Denervation changes in normal and myasthenia gravis human muscle fibres during organ culture.

Abstract

1. Human intercostal nerve-muscle obtained from normal and myasthenia gravis affected patients has been organ cultured for up to 5 weeks at 23 degrees C. In addition normal nerve-muscle has been cultured for up to 2 weeks at 36 degrees C. Muscle fibres had normal resting and overshooting action potentials. Input resistances dropped markedly after 21 days at 23 degrees C or 10 days at 36 degrees C.2. Muscle fibre action potentials became partially resistant to tetrodotoxin (10(-7) g/ml.) after culturing for 8 days at 36 degrees C.3. Extrajunctional acetylcholine (ACh) sensitivity was compared in fresh and cultured muscle. Fresh normal fibres possessed extrajunctional ACh sensitivity covering several hundred micrometres around the end-plate and at the muscle-tendon junction. Myasthenia gravis affected fibres had reduced extrajunctional sensitivity at the end-plate and no detectable ACh sensitivity near the tendon.4. Less than one third of normal muscle bundles showed an increased area of ACh sensitivity after several days in organ culture.

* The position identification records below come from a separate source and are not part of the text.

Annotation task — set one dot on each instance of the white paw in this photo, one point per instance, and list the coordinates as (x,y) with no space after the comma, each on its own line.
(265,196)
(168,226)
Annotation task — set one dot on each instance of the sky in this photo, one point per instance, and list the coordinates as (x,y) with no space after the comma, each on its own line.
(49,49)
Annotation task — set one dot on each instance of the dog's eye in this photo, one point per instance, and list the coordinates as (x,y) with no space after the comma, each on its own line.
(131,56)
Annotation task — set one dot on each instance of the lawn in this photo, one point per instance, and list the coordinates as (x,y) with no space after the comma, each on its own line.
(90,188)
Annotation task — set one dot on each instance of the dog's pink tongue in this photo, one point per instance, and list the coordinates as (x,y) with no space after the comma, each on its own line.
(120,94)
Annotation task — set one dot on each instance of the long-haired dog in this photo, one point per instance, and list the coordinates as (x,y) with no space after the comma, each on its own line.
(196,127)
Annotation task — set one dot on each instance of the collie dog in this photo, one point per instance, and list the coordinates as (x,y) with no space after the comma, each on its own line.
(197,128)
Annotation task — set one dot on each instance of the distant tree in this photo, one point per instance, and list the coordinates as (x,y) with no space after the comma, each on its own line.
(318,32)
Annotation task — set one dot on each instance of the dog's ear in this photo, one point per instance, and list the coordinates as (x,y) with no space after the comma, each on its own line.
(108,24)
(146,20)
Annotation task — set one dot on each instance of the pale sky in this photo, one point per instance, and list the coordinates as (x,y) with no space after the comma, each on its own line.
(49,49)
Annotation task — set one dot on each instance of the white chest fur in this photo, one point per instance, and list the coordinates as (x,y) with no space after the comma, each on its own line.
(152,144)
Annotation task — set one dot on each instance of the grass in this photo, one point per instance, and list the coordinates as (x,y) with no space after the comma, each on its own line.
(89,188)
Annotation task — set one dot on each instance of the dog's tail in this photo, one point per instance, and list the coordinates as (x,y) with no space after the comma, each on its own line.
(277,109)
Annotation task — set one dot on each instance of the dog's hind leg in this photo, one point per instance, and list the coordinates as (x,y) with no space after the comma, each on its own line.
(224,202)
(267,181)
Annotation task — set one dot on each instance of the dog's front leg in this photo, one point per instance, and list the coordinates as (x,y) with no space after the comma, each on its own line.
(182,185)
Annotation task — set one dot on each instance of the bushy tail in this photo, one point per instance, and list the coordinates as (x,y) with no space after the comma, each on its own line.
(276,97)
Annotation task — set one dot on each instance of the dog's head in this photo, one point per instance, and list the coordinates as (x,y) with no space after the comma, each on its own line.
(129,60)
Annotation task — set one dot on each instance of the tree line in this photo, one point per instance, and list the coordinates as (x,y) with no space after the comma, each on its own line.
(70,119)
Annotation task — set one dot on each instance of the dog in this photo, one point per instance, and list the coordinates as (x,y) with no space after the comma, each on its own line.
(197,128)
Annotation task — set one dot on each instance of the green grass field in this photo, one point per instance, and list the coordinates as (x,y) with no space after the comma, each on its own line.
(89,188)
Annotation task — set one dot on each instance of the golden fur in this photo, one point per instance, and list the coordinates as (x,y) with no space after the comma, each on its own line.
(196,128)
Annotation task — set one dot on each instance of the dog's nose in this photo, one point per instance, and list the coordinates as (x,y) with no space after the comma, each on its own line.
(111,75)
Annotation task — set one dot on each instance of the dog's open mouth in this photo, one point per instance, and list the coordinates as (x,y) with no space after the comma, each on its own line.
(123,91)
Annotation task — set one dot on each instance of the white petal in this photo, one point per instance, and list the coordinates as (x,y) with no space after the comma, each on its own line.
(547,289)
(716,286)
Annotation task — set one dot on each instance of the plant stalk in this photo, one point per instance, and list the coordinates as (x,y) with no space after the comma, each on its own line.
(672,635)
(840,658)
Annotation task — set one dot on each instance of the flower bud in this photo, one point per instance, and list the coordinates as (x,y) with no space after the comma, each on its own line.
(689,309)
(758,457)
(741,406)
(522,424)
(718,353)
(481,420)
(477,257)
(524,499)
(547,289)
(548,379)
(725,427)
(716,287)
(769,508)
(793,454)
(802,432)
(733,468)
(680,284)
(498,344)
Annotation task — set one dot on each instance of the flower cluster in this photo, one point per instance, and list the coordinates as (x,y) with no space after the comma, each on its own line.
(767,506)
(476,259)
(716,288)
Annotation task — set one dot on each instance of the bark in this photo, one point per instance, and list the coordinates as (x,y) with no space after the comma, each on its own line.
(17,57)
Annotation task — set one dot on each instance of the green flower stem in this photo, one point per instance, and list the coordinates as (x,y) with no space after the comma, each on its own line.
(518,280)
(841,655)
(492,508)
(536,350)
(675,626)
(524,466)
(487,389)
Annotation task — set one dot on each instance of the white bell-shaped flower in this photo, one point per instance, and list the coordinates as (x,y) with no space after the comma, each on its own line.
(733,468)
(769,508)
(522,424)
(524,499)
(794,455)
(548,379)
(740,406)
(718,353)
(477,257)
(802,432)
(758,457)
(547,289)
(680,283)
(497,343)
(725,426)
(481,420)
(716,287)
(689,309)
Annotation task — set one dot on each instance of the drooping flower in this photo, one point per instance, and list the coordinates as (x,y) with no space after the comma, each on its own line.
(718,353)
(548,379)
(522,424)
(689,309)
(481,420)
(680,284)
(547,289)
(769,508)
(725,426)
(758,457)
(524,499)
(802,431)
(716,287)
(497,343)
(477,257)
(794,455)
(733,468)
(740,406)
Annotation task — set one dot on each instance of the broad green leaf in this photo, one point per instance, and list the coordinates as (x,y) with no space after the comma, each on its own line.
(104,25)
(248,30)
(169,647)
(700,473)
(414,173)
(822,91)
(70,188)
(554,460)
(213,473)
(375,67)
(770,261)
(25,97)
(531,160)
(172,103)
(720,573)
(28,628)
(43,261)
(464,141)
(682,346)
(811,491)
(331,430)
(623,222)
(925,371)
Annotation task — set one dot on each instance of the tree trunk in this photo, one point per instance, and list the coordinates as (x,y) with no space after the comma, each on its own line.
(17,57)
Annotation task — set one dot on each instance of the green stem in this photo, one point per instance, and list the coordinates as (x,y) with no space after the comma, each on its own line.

Under the same conditions myasthenic muscle bundles did not show an increase in extrajunctional ACh sensitivity,5. M.e.p.p.s were present for 2-4 days in normal fibres cultured at 36 degrees C. In normal and myasthenic muscles cultured at 23 degrees C m.e.p.p.s disappeared after 6-8 days and re-appeared in some fibres (50%) after approximately two weeks in organ culture. These m.e.p.p.s were abolished by curare and increased in frequency by hypotonic solution suggesting they are due to the release of ACh-packets from Schwann cells.6. Electron microscopic examination of cultured human muscle indicates that the disappearance of m.e.p.p.s corresponds with degeneration of nerve terminals.7. In muscle bundles shown to possess m.e.p.p.s after 13-14 days, the synaptic gutter, which had been vacated by the nerve terminal, was usually occupied by a Schwann cell or projections of Schwann cell cytoplasm. This indicates that the Schwann cell at denervated human end-plates may be capable of releasing packets of ACh.8. It is concluded that the organ culture system described here is suitable for studying normal and diseased human muscle fibres. Using this system we find that the denervation changes which follow nerve transection appear to be similar in most respects at normal and myasthenic end-plates.